From Gail Collins's column in today's N.Y, Times - A Right to Bear Glocks?:
"Today, the amazing thing about the reaction to the Giffords shooting is that virtually all the discussion about how to prevent a recurrence has been focusing on improving the tone of our political discourse. That would certainly be great. But you do not hear much about the fact that Jared Loughner came to Giffords’s sweet gathering with a semiautomatic weapon that he was able to buy legally because the law restricting their sale expired in 2004 and Congress did not have the guts to face up to the National Rifle Association and extend it.
"If Loughner had gone to the Safeway carrying a regular pistol, the kind most Americans think of when they think of the right to bear arms, Giffords would probably still have been shot and we would still be having that conversation about whether it was a sane idea to put her Congressional district in the cross hairs of a rifle on the Internet.
"But we might not have lost a federal judge, a 76-year-old church volunteer, two elderly women, Giffords’s 30-year-old constituent services director and a 9-year-old girl who had recently been elected to the student council at her school and went to the event because she wanted to see how democracy worked.
"Loughner’s gun, a 9-millimeter Glock, is extremely easy to fire over and over, and it can carry a 30-bullet clip. It is 'not suited for hunting or personal protection,' said Paul Helmke, the president of the Brady Campaign. 'What it’s good for is killing and injuring a lot of people quickly.'
"America has a long, terrible history of political assassinations and attempts at political assassination. What we did not have until now is a history of attempted political assassination that took the lives of a large number of innocent bystanders. The difference is not about the Second Amendment. It’s about a technology the founding fathers could never have imagined."
The difference is not about the Second Amendment. It’s about a technology the founding fathers could never have imagined
I wonder how Justice "Founding Fathers' Intent" Scalia would respond to THAT one!

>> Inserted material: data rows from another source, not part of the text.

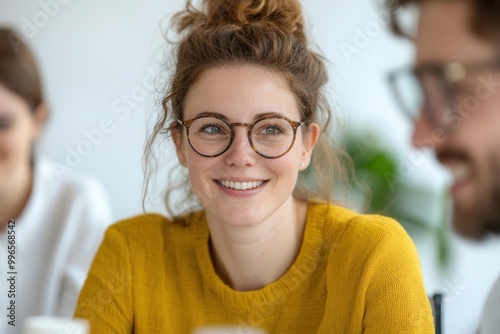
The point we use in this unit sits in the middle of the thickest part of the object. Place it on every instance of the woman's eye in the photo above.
(271, 130)
(212, 129)
(4, 125)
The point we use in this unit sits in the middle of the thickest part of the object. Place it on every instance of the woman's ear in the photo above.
(310, 139)
(40, 115)
(176, 131)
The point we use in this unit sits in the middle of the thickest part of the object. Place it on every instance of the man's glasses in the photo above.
(271, 136)
(441, 92)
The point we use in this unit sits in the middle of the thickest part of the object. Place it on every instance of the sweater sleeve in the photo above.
(396, 301)
(106, 298)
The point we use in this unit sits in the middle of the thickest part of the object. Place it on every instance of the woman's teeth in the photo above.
(241, 185)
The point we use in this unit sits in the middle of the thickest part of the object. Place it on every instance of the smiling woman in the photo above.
(263, 251)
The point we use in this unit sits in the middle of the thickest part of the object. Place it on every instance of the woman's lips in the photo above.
(236, 185)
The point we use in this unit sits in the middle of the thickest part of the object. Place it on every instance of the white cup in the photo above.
(55, 325)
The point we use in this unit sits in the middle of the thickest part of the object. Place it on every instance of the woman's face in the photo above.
(243, 93)
(19, 127)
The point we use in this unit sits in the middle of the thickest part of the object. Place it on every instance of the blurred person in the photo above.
(50, 226)
(260, 248)
(453, 95)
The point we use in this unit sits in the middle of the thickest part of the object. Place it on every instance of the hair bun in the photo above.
(285, 14)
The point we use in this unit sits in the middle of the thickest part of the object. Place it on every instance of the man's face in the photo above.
(471, 149)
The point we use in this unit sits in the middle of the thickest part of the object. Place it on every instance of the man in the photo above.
(453, 95)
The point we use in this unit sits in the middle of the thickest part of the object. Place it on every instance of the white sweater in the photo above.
(56, 238)
(490, 322)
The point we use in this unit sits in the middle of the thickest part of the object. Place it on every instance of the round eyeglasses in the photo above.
(271, 136)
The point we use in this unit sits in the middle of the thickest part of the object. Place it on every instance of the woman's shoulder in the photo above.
(149, 227)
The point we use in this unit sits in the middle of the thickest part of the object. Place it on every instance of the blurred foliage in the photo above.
(394, 195)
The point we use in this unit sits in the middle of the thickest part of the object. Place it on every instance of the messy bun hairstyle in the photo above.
(266, 33)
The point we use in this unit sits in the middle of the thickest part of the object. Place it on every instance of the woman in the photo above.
(266, 252)
(51, 224)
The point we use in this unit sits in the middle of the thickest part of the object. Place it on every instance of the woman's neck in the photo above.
(14, 195)
(259, 255)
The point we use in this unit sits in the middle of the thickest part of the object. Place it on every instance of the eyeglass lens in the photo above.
(270, 137)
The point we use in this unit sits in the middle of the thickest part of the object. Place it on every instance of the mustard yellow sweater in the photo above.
(354, 274)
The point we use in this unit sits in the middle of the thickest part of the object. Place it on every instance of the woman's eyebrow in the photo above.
(224, 117)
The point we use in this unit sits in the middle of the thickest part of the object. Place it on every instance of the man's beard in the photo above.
(490, 220)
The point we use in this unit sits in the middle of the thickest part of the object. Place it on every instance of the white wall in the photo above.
(98, 66)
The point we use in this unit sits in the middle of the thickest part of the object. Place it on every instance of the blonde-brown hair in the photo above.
(267, 33)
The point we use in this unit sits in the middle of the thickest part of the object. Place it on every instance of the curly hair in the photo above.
(266, 33)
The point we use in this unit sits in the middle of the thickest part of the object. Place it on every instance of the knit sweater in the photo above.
(354, 274)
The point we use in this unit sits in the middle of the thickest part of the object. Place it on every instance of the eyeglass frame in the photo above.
(447, 74)
(295, 125)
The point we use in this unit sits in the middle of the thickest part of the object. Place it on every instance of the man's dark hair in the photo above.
(485, 20)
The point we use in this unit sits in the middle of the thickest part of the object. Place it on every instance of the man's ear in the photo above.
(176, 131)
(40, 115)
(310, 139)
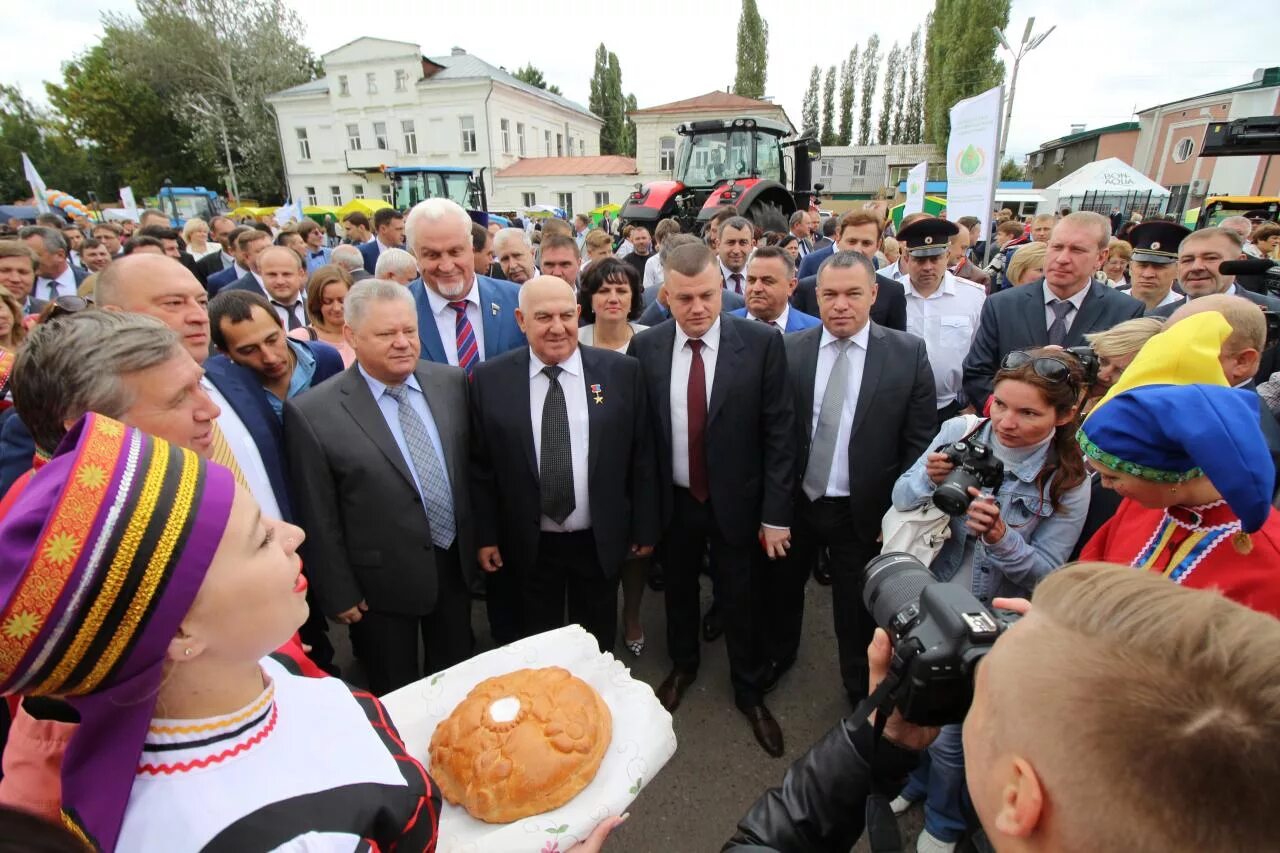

[Heh: even *I* might be able to get behind the idea that the 2nd Amendment applies to citizens being entitled to bear SOLELY a black-powder muzzle-loader! ;-/]
I almost posted a diatribe about "original intent" when the Scalia piece was filed last week.
From a constituional theory point of view, it's idiotic -- that's not what consitutions do.
Even on its own terms, it has major problems. Whose intent is important here? Madison and Hamilton in The Federalist? Every member of the Constitutional Convention? Every member of every colonial assembly that had to approve the Constitution in order for it to become effective. Same problem for amendments -- every member of Congress? Every member of every state legislature that has to approve it before it goes into effect?
And then, once you decide whose "original intent" applies, how do you determine it? Much of the historical record is pretty sketchy. Every time the Court does a historical analysis, there's a raft of complaints from the professional historians that the Court doesn't know what it's doing.
It's also dishonest is at least two respects.
First, in construing statutes, Scalia strongly complains that legislative history -- what the legislature intended -- is irrelevant because the only thing that's important for determining intent is the words they used. But "original intent" is all about the underlying intent, not about the words used.
Second, as JCF noted (as have lots of other people), if you're going apply "original intent," you have to limit to exactly what the originial intenders intended. For the second amendment, that means muskets and not Glucks. For the first amendment, corporations can't have free speech rights (particuarly in the sense of making political contributions "speech") because corporations in their modern form simply did not exist in the late 1700s.
Somehow, all the logic of that argument seems to be ignored by the COnstitutionalists, Dr Primrose. LIke the tea partiers who seem to have fundamental misunderstandings of the process of government.